My 1990 Buick Century (V-6, 3.3) has been cranking sluggishly lately.
Most recently it got worse: It turns over a couple of times and stops.
It's random -- sometimes it starts, sometimes it doesn't. But even when
it starts, the cranking is slower than it used to be. Suspected the
battery and poor battery-terminal connections at first. Tried 3
different batteries (one brand new), cleaned the terminals -- same
problem. My next suspect is the starter -- terminal connections or the
motor itself. Haven't had much experience with starters -- any piece of
advice before I crawl under the car?
I would take the starter out and then connect it directly to the battery
(battery disconnected from the car) with jumper cables and with your foot
(or a helpers foot) securely on it, make the connections. The motor should
snap when activated and want to come out from under your foot. If it doesn't
have that kind of torque then it's probably bad.
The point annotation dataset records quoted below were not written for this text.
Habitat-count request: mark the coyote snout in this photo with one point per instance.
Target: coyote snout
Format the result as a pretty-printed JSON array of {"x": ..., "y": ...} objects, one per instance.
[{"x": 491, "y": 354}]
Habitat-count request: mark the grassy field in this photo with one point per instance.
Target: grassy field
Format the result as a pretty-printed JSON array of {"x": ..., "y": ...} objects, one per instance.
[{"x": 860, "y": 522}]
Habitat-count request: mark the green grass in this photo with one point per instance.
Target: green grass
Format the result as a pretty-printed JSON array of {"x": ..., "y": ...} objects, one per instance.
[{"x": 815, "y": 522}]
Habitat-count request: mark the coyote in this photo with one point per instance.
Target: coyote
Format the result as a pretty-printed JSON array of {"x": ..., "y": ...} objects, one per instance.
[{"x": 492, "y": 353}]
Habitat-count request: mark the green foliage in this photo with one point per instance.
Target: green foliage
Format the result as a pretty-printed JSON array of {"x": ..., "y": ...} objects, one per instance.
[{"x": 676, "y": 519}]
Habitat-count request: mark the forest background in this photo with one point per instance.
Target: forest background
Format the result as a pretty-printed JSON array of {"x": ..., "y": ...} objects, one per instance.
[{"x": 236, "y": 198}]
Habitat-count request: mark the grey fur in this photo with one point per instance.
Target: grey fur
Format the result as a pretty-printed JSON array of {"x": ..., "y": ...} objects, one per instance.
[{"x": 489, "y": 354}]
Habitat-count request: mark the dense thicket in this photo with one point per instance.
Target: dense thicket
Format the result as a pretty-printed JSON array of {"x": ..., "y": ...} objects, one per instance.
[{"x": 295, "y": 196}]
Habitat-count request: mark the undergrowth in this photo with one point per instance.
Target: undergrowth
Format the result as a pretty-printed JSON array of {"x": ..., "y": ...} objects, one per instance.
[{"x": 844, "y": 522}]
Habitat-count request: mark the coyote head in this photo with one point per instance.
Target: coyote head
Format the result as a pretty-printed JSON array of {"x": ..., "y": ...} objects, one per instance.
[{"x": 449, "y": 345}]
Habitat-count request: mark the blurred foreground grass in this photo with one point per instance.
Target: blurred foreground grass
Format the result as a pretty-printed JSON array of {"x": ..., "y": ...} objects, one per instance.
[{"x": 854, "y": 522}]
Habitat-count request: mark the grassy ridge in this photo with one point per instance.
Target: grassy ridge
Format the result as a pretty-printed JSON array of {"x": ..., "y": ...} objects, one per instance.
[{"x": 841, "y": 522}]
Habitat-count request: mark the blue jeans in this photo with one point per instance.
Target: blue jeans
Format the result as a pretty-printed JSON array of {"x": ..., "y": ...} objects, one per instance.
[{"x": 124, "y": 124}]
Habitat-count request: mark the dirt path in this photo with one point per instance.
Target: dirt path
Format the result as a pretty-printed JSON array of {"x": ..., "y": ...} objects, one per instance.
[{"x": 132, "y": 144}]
While your at it I would
replace the battery cables as well. Also look for any shims that are between
the starter and the engine block where bolted on. If there are any you'll
want to reuse them.
I've noticed Chevys, in particular, have very skimpy grounds.
To get maximum current to starter, make sure ground cable goes
directly to block, not to some painted bracket. Add a jumper cable from
frame rail to block. A Ford starter cable has lugs on both ends, and is
my recommendation for a no bull ground.